Housing minister Grant Shapps is focused on boosting the small self-build sector. These images from a much-heralded Dutch self-build scheme make it clear it won’t be plain sailing, argues David Birkbeck
The politicians behind the self-build zone in the Dutch town of Almere [which the self-build trade delegation led by housing minister Grant Shapps visited on Monday] have tried hard to derisk the process for self-builders.
The local authority sets aside neighbourhoods for self-build with a fixed price per square metre. But it also enables each project by helping finance land purchase. Self-builders earning less than €36,500 pa pay 40% of budget costs later, often when they sell their home. Those earning more still get 19% of budget costs deferred.
These self-builders receive a ‘passport’ to build on a plot, so the council provides the land and infrastructure, roughly equal to 40% (or 19%) of the development budget. They don’t pay anything for this until after three years have passed and this can be extended to six, 10 or 15 years if the self-builder can’t repay. Many pay for the plot only when they sell up.
This is what we need more of. The Communities Department has launched a ‘build now, pay later’ model for developers with deferred payment for sites. But self-builders struggle far more with carrying the land cost. Plots in most of England cost more than the £100k construction budget suggested as a yardstick for a modest family home. The only way a self-builder can bid is to have £100,000 plus in cash, which is why so few are built.
A visit to Almere documents just how risky self-build is
I want to see more self-build. But it only will happen if the role of government is beefed up. The £30m HCA fund launched yesterday, would, at £100k a plot, enable just 300 homes to defer land costs. In comparison a volume builder has dozens of companies each building twice that in each local market so £30m won’t make that much difference to self-build’s market share. And its not clear how it’ll work. Hopefully the HCA will bring large seviced sites forward with land costs closer to £50k a plot but even that would enable a volume of build not dissimilar to Almere with its 200,000 population.

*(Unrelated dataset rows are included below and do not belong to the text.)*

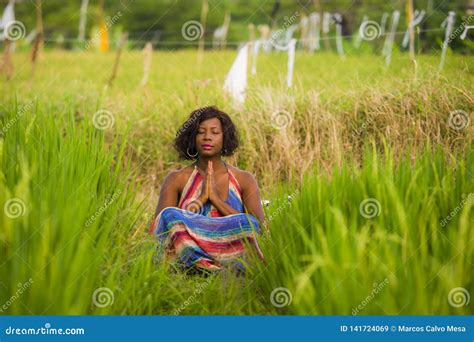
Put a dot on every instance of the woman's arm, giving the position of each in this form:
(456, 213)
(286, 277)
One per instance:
(168, 192)
(251, 197)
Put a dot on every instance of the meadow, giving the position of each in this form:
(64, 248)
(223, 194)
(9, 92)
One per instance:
(378, 162)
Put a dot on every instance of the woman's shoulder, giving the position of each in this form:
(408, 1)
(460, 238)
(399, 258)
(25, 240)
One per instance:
(243, 177)
(180, 175)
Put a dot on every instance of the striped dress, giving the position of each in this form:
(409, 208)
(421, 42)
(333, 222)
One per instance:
(206, 239)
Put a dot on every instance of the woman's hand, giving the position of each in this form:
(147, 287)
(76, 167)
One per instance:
(205, 190)
(213, 194)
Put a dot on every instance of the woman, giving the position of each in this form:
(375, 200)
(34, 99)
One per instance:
(200, 218)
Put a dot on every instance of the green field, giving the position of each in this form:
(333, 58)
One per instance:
(380, 174)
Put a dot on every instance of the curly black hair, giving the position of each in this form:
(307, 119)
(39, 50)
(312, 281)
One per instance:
(185, 140)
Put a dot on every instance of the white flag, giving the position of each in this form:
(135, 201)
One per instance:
(236, 80)
(291, 62)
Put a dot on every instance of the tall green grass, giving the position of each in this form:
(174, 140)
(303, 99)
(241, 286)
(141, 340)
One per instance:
(66, 206)
(321, 250)
(84, 197)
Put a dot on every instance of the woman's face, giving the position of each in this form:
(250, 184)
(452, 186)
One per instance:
(209, 137)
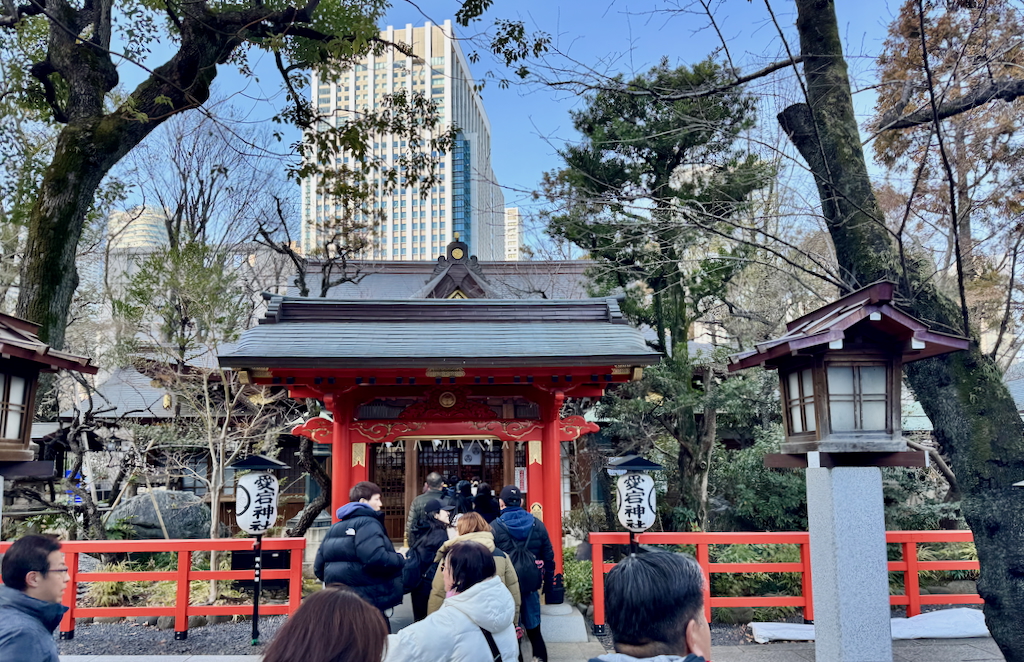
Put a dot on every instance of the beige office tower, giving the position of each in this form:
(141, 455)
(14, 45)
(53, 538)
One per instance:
(466, 200)
(512, 232)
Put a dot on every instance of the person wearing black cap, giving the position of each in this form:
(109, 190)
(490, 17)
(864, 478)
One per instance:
(420, 566)
(525, 540)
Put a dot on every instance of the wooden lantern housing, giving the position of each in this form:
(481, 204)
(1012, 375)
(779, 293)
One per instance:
(841, 371)
(23, 358)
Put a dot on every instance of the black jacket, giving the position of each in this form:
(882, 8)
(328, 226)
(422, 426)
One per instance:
(513, 527)
(358, 553)
(486, 506)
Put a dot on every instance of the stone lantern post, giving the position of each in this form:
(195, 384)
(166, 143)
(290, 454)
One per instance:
(841, 374)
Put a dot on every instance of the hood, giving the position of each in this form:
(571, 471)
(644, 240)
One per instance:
(518, 521)
(622, 657)
(485, 538)
(356, 507)
(488, 605)
(49, 614)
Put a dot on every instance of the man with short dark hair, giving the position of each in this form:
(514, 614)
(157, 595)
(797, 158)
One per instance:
(34, 576)
(653, 605)
(357, 552)
(415, 522)
(516, 530)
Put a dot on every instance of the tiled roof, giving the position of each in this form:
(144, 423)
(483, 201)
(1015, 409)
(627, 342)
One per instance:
(870, 305)
(323, 333)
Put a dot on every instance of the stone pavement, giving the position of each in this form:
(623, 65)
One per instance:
(974, 650)
(556, 653)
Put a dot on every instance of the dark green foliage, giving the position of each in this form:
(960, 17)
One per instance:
(747, 496)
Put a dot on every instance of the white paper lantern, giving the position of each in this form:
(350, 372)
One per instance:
(256, 502)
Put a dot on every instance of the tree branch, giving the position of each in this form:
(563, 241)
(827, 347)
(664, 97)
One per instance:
(1007, 89)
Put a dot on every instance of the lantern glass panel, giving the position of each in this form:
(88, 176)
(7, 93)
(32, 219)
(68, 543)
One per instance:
(15, 408)
(857, 398)
(800, 396)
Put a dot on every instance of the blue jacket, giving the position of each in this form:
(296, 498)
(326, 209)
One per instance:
(517, 524)
(27, 627)
(357, 552)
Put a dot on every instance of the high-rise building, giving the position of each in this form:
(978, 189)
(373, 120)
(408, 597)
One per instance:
(466, 200)
(512, 234)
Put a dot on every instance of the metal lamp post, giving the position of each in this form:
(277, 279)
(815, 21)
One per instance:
(635, 494)
(256, 510)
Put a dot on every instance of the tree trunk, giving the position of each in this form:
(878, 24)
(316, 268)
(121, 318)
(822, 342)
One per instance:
(314, 507)
(974, 418)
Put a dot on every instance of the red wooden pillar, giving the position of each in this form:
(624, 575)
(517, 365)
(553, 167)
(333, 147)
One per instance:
(341, 452)
(553, 474)
(535, 480)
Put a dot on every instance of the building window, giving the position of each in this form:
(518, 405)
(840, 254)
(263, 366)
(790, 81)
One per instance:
(857, 397)
(800, 401)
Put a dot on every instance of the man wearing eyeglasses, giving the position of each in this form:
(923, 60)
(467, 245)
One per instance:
(34, 580)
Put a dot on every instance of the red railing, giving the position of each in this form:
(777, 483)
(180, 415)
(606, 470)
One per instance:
(909, 566)
(184, 574)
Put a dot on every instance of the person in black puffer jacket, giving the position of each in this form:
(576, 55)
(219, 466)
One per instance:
(485, 503)
(357, 552)
(432, 534)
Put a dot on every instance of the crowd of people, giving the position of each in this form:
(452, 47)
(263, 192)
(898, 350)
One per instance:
(474, 584)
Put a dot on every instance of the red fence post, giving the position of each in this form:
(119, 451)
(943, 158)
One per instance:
(704, 557)
(70, 598)
(911, 585)
(295, 580)
(597, 571)
(806, 588)
(181, 603)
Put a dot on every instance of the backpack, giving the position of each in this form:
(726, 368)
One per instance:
(524, 562)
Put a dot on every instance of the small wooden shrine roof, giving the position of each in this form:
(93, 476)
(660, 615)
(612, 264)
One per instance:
(871, 305)
(314, 333)
(18, 339)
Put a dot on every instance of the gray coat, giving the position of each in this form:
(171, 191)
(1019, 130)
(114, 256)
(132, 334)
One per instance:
(27, 627)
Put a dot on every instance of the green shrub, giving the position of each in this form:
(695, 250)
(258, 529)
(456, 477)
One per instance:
(114, 593)
(748, 496)
(760, 583)
(578, 577)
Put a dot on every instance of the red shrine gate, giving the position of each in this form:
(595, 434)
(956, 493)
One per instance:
(412, 373)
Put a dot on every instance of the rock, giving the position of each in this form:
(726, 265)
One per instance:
(734, 615)
(184, 514)
(109, 619)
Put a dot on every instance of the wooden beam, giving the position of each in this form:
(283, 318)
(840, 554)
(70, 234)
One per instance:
(830, 460)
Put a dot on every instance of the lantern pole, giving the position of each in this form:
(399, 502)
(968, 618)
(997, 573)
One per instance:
(257, 585)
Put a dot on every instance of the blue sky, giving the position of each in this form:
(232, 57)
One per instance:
(530, 122)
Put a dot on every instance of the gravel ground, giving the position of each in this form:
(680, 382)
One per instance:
(132, 638)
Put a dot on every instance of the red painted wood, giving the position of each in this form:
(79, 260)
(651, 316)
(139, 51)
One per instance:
(908, 565)
(181, 609)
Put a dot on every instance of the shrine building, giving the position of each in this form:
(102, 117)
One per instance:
(454, 380)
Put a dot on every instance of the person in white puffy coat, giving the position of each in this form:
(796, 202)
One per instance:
(475, 598)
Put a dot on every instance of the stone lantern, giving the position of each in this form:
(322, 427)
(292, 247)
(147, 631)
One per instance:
(840, 374)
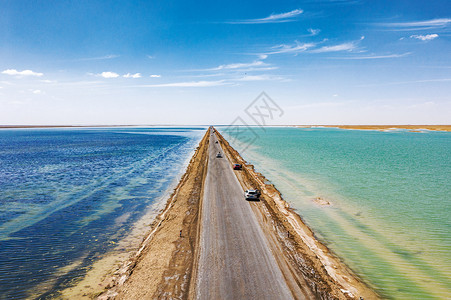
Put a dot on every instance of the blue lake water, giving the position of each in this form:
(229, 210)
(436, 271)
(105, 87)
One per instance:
(390, 194)
(69, 195)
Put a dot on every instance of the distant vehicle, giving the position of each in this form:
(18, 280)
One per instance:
(252, 194)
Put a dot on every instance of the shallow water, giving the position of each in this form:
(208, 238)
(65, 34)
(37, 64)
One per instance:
(67, 196)
(390, 195)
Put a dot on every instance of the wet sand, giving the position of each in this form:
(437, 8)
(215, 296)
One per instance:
(327, 276)
(413, 128)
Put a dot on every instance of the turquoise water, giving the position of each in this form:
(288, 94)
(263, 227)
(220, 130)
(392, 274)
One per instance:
(68, 196)
(389, 217)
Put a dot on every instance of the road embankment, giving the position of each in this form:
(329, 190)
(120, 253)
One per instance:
(303, 257)
(163, 265)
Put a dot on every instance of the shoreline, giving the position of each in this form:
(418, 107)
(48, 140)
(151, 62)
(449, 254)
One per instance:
(411, 128)
(168, 249)
(166, 263)
(331, 276)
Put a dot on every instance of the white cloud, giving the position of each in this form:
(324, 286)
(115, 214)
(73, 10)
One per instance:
(314, 32)
(374, 56)
(273, 18)
(298, 47)
(350, 46)
(136, 75)
(111, 56)
(14, 72)
(335, 48)
(257, 63)
(427, 37)
(259, 78)
(189, 84)
(108, 75)
(419, 25)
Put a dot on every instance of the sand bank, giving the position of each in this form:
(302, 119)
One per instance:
(413, 128)
(313, 263)
(165, 264)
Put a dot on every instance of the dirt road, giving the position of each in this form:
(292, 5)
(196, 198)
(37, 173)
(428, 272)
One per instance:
(235, 261)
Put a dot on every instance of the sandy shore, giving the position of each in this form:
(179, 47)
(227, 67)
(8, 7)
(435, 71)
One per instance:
(166, 261)
(414, 128)
(327, 276)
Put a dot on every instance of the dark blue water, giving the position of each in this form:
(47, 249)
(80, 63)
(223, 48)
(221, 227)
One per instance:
(63, 190)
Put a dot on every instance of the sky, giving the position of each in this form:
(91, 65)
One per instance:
(92, 62)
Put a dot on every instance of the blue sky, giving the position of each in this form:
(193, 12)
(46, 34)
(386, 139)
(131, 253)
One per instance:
(203, 62)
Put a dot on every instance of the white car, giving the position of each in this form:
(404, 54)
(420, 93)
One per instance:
(252, 194)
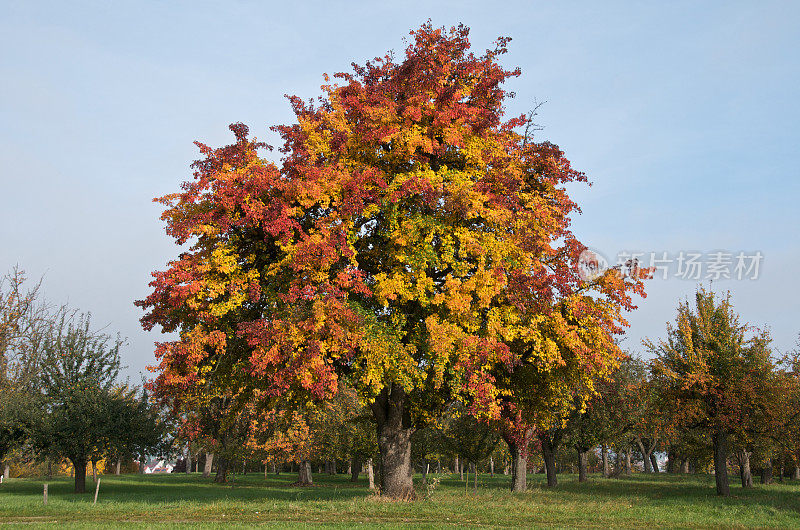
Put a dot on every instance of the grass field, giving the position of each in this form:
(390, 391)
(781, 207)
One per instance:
(189, 500)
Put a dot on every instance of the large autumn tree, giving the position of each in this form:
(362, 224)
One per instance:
(411, 241)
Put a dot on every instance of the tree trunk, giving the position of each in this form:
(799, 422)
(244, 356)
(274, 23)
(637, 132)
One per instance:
(766, 472)
(628, 461)
(304, 477)
(583, 465)
(519, 468)
(648, 464)
(720, 441)
(519, 460)
(370, 475)
(394, 442)
(549, 456)
(743, 456)
(208, 464)
(222, 471)
(80, 475)
(654, 462)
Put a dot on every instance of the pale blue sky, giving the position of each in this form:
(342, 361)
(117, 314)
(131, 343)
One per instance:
(683, 114)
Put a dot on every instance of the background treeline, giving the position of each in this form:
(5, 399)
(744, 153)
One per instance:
(62, 405)
(713, 398)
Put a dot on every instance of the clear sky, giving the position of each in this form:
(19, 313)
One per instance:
(683, 114)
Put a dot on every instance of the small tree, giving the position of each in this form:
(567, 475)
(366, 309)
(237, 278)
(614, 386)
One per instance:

A visit to Almere also documents just how risky self-build is. My recent snaps show terraces punctured with failed projects, houses boarded up and others where families occupy the ground floor only of half completed homes. This is happening even where a local authority makes land freely available, financing land purchase easy and planning permission a formality. Despite all that help, many dutch self-builders are still overwhelmed. Let the self-builder beware!